What I would’ve liked to say is – go with whatever stimulates, provokes and excites you. Go with whatever draws insights and original thinking from you, or with whatever makes you want to learn or explore further. Try not to think in terms of categories [this is philosophy, this is history, this is science], try to think in terms of the wow factor – wow, so that’s how that works, that’s why she behaves like that, that’s why that war was fought, that’s how we got into this mess, etc. I would also say that there’s been a lot of boring and probably useless philosophical writing over the years, stuff that gets bogged down in argument and point-scoring rather than striving for insight. I also suspect that whole philosophical ‘categories’ constitute intellectual dead-ends, but I won’t try to justify that suspicion here. Unfortunately, philosophy as an academic discipline has become a little caught up with itself, with some philosophers being really uncomfortable about addressing a lay audience. When, very occasionally, I leave comments on philosophy blogs I’m usually completely ignored, especially by those academic-style philosophy blogs that use syllogisms a lot, and terms like ceteris paribus and mutatis mutandis. Still, there are other philosophy blogs that are more open and inviting, yet I’m often daunted at the very thought of commenting, perhaps because philosophers are always arguing. Sometimes you just want to learn rather than to argue, and with philosophy blogs/journals etc, often the only thing you learn is that x is good at arguing – or not, as the case may be.

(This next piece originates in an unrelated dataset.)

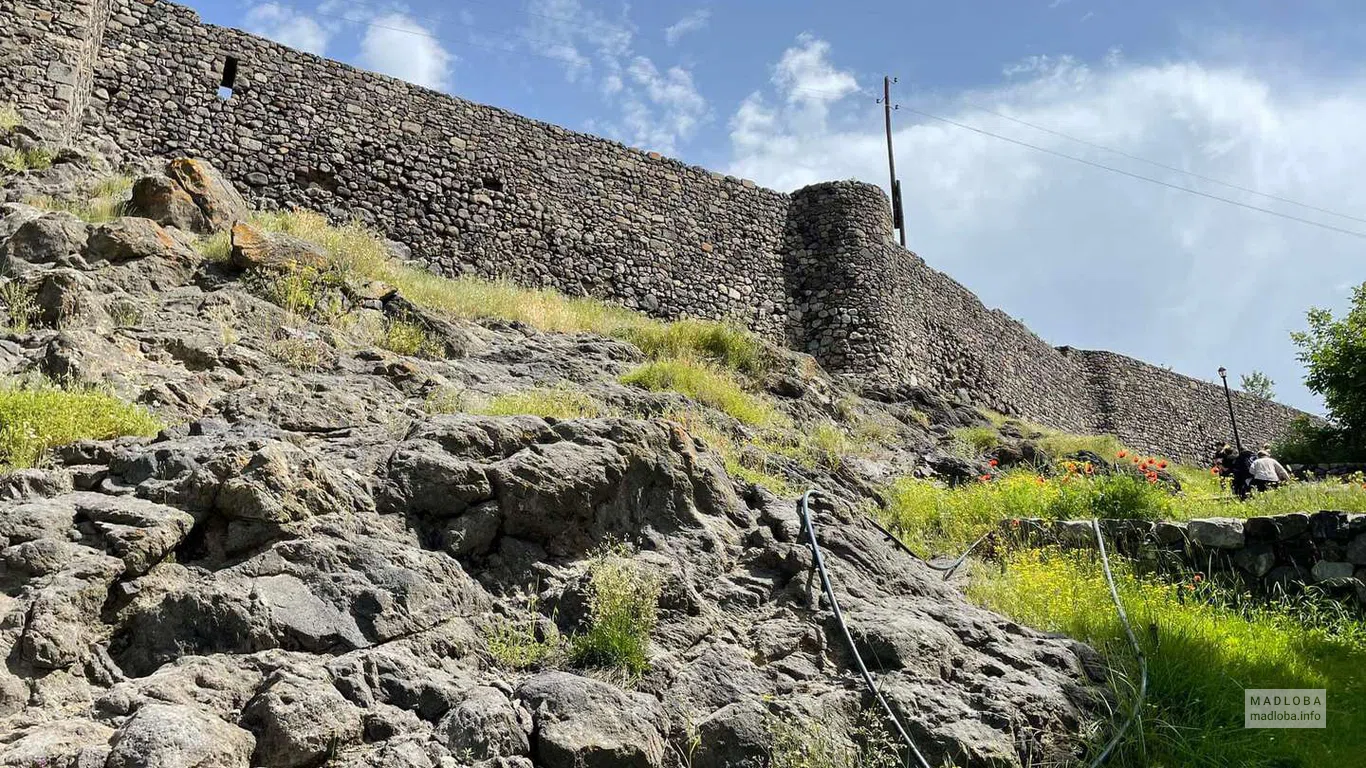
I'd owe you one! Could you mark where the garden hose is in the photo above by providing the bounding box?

With all this in mind I read approvingly of Patricia Churchland’s journey as a philosopher here, via Three Quarks Daily [a blog with more of the wow factor than just about any human being could cope with]. Churchland is very much a pro-science philosopher, and her latest book, Braintrust: what neuroscience tells us about morality, has the sort of title that attracts me much more than your standard philosophy text on ethics. I’m currently reading an updated version of Antonio Demasio’s Descartes’ Error, a book that treats of the neurophysiological bases of emotions and their influence on decision-making. These sorts of explorations take us so much further than the conceptual analyses that much philosophy has become bogged down in. I was also amused and sadly unsurprised to read that Churchland’s scientific colleagues [she recently went to ‘medical school’ – presumably that means some kind of university – to study the circuitry of the brain] have treated her much better than her philosophical ones. This can be explained, I think, in terms of tenuous orthodoxies that are based on numbers and power rather than evidence. We see this particularly in religions, when doctrines aren’t settled, and orthodoxy and heresy become matters to obsess over. Since there’s no evidence either way, and therefore no pathway of testing and verification, it all becomes a matter of power struggles, persuasiveness and sometimes violence. Philosophical disputation may be more low-key and contained than religious disputation, but it isn’t immune from these problems.

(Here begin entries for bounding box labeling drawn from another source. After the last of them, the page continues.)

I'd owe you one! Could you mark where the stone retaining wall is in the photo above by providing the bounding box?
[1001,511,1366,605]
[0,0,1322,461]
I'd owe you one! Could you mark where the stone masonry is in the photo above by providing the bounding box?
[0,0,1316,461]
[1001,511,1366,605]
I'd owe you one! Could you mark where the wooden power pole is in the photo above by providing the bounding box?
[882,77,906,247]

Perhaps the worst thing that ever happened to philosophy was its re-presentation, over the last couple of centuries, as an academic discipline. This led to an obvious problem of insularity, a problem that earlier ‘natural philosophers’, going back to Aristotle, and including Epicurus, Lucretius and even David Hume, didn’t have to deal with. There’s much to be said for open borders and cross-fertilization, for nations as well as fields of intellectual inquiry. If this means that philosophy loses much of its distinctive character, then so be it. That distinctive character is of more recent vintage, and is perhaps more artificial in nature, than is generally admitted.